GUATEMALA CITY — Fire swept through a crowded children’s shelter near Guatemala City early Wednesday March 8, and officials said at least 19 people died and dozens were injured.
Photos from inside the shelter showed blue sheets covering sneaker-clad bodies and bits of foam mattresses in what appeared to be a smoke-stained dormitory room.
Weeping, distraught relatives waited outside the walled facility for news of their children.
The spokesman for Guatemala’s volunteer fire departments, Mario Cruz, told the Emisoras Unidas radio station that firefighters were still extinguishing parts of the morning blaze. But he said that so far 19 bodies have been found and about two dozen people were being treated for injuries.
The national police department said 38 people had been injured and the country’s Health Ministry said that 14 were in serious condition with severe burns.
Dr. Carlos Soto, the director of the Roosevelt Hospital where some were being treated, said the most severe cases, all apparently girls, had suffered life-threatening burns.
The shelter has been criticized for overcrowding, alleged abuse and escapes in the past.
The prosecutor for children’s rights, Abner Paredes, told Emisoras Unidas that at least 15 people had died but that information was still being collected.
He said initial reports suggested the fire started when some started setting fire to mattresses in the shelter, known as the Virgin of the Assumption Safe Home.
There were reports of escape attempts Tuesday at the shelter, which was created to house children who were victims of abuse, homelessness or who had completed sentences at youth detention centers and had nowhere else to go.
While the shelter was built to house 500 children and adolescents, it held an estimated 800 at the time of the fire.

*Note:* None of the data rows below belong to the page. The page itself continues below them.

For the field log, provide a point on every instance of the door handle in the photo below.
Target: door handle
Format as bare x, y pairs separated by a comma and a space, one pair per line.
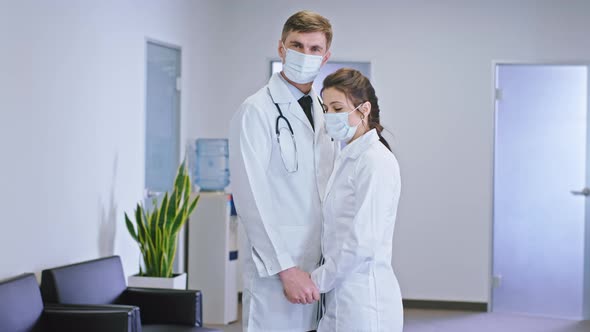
583, 192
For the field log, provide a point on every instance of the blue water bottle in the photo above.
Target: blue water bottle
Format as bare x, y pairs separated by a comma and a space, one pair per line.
212, 164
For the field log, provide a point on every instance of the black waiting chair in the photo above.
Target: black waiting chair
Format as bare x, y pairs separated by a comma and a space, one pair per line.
22, 310
102, 282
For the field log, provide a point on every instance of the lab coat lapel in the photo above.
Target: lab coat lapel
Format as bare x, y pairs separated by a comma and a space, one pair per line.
287, 102
352, 151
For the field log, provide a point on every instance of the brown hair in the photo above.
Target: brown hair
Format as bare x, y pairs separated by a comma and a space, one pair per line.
358, 89
308, 21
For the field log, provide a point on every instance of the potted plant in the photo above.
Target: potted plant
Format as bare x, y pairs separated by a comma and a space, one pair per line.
156, 233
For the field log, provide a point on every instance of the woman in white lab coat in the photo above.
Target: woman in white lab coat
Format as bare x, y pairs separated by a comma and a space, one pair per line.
360, 206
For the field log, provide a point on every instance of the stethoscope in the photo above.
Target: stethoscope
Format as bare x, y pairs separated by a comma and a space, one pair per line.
278, 132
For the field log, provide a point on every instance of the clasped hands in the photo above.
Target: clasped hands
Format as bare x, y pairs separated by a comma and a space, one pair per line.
298, 286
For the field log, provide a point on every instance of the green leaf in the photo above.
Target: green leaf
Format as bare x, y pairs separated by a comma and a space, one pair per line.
130, 228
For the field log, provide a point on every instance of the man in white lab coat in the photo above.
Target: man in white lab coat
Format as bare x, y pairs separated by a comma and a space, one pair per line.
280, 162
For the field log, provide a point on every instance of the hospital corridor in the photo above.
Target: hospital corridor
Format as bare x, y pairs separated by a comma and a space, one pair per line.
295, 165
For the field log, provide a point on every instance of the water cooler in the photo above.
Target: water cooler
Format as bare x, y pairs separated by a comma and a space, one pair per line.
212, 250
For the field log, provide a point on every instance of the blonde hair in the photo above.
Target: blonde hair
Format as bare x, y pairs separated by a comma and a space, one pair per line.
308, 21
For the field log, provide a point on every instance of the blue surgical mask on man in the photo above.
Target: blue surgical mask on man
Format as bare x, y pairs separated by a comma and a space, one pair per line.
338, 127
301, 68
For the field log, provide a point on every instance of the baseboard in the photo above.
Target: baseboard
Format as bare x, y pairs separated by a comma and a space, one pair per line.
446, 305
439, 305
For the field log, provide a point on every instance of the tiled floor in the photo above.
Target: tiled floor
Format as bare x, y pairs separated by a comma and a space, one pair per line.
417, 320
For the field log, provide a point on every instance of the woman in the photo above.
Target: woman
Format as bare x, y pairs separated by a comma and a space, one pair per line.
360, 206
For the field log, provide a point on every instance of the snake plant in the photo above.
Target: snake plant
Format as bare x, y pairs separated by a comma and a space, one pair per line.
156, 230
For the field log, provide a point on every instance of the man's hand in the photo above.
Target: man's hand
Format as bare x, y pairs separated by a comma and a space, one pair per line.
298, 286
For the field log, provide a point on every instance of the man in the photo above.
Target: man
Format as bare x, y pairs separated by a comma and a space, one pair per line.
280, 162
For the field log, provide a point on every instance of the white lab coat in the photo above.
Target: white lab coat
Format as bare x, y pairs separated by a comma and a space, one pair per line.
362, 292
279, 211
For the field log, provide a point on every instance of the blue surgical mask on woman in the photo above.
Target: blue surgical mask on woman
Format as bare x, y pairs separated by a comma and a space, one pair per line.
301, 68
338, 127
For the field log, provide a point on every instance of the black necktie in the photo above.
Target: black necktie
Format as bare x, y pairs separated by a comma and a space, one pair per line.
305, 103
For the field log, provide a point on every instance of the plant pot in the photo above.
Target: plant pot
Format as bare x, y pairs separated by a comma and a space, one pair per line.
178, 281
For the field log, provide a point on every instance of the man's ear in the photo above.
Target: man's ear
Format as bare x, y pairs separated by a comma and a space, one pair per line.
281, 51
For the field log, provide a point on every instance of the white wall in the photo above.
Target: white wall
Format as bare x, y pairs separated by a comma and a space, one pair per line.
432, 69
72, 88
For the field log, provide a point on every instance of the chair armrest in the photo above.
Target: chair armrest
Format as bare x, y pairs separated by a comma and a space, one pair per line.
165, 306
92, 318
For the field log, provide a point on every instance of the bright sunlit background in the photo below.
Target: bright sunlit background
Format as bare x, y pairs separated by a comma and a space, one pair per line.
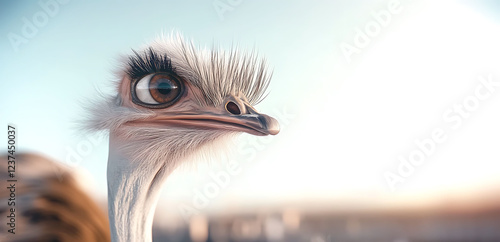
352, 95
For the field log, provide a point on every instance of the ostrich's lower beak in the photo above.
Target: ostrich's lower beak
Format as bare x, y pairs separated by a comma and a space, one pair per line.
236, 115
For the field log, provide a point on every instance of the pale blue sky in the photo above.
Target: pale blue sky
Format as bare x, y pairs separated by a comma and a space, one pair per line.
351, 120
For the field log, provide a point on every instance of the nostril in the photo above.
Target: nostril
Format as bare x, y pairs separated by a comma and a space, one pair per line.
233, 108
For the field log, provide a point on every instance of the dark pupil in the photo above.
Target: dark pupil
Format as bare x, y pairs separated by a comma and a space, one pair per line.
164, 87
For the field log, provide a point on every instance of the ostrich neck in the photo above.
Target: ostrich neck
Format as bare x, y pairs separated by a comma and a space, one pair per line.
133, 192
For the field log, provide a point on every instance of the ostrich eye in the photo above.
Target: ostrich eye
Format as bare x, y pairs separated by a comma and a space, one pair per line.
157, 90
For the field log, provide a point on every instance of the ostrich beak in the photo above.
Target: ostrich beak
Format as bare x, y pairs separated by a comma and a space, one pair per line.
234, 115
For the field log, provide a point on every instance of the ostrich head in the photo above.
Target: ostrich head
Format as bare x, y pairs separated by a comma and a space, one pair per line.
173, 99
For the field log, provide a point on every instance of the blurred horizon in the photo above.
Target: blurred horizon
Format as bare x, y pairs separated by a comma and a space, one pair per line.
349, 115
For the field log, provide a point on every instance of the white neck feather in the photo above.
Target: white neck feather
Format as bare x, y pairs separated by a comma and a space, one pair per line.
133, 191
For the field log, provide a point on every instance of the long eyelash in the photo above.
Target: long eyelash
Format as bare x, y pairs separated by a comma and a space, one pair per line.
150, 62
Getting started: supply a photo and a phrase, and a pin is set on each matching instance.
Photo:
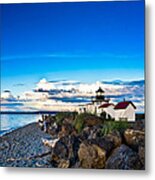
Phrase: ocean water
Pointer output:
(9, 122)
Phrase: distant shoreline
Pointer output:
(23, 112)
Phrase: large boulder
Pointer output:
(115, 137)
(124, 157)
(65, 151)
(104, 143)
(134, 138)
(141, 153)
(91, 156)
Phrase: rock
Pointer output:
(66, 149)
(124, 157)
(104, 143)
(63, 163)
(66, 130)
(115, 137)
(141, 153)
(134, 138)
(91, 156)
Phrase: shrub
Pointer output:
(110, 126)
(64, 115)
(79, 121)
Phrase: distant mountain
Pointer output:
(120, 82)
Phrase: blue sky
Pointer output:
(81, 41)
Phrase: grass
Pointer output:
(110, 126)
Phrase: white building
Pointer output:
(125, 111)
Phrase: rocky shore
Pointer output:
(71, 140)
(24, 148)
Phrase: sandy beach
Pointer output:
(23, 148)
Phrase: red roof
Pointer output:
(124, 105)
(106, 105)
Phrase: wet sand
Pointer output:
(23, 147)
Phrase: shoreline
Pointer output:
(23, 147)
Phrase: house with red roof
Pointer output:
(122, 111)
(125, 111)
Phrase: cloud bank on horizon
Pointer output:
(88, 42)
(47, 94)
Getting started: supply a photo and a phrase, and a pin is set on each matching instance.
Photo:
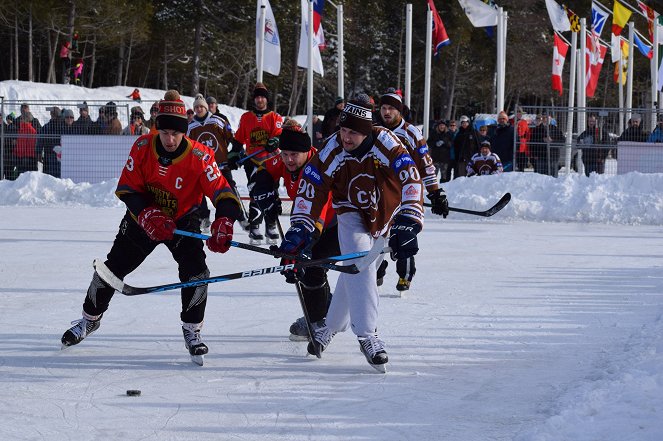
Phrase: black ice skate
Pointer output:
(373, 349)
(197, 349)
(81, 329)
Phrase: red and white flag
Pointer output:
(559, 55)
(594, 56)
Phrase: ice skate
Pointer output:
(374, 351)
(81, 329)
(197, 349)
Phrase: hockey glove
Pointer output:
(272, 144)
(440, 205)
(221, 235)
(156, 224)
(233, 159)
(403, 237)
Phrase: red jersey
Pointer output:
(177, 187)
(253, 132)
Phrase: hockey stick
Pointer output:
(487, 213)
(114, 282)
(276, 254)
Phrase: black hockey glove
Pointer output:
(439, 203)
(403, 237)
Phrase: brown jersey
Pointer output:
(379, 184)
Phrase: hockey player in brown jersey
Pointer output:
(376, 189)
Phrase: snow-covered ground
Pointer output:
(542, 323)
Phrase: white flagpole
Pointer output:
(569, 117)
(309, 90)
(261, 41)
(408, 54)
(429, 55)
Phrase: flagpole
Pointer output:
(309, 72)
(428, 49)
(408, 54)
(569, 117)
(261, 41)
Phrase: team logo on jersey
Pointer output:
(301, 206)
(402, 161)
(313, 174)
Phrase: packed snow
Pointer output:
(540, 323)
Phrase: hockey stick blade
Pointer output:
(277, 254)
(487, 213)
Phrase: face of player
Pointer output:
(170, 139)
(389, 114)
(293, 161)
(351, 139)
(260, 102)
(200, 110)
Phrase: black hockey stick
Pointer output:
(257, 249)
(487, 213)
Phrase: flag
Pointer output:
(302, 57)
(624, 53)
(558, 17)
(271, 57)
(599, 17)
(479, 13)
(620, 15)
(574, 20)
(317, 15)
(645, 50)
(559, 55)
(594, 55)
(440, 37)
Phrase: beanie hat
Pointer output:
(200, 101)
(357, 115)
(172, 113)
(260, 90)
(393, 100)
(293, 139)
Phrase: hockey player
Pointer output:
(296, 151)
(391, 109)
(216, 133)
(485, 162)
(162, 183)
(375, 188)
(255, 129)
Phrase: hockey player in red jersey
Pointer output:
(162, 183)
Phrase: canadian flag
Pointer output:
(559, 55)
(594, 56)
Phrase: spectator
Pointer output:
(657, 134)
(633, 132)
(485, 162)
(593, 156)
(49, 138)
(330, 121)
(441, 145)
(83, 125)
(503, 139)
(136, 125)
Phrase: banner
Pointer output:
(271, 57)
(559, 55)
(302, 57)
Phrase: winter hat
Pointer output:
(293, 139)
(172, 113)
(260, 90)
(357, 115)
(200, 101)
(394, 100)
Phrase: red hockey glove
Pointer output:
(156, 224)
(221, 235)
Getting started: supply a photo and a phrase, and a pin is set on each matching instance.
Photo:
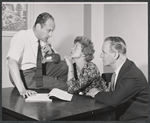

Jorge de Leon, the country’s human rights prosecutor, said in a statement Wednesday that at least 102 children had been located after escaping from the shelter and more had managed to flee. De Leon said younger children fled the shelter because they were being abused by the elder children.
“According to what they say, the bigger kids have control and they attack them constantly,” de Leon wrote. “They also complain that food is scarce and of poor quality.”
He called on authorities “to evaluate whether it is appropriate to have these different groups concentrated in one place.”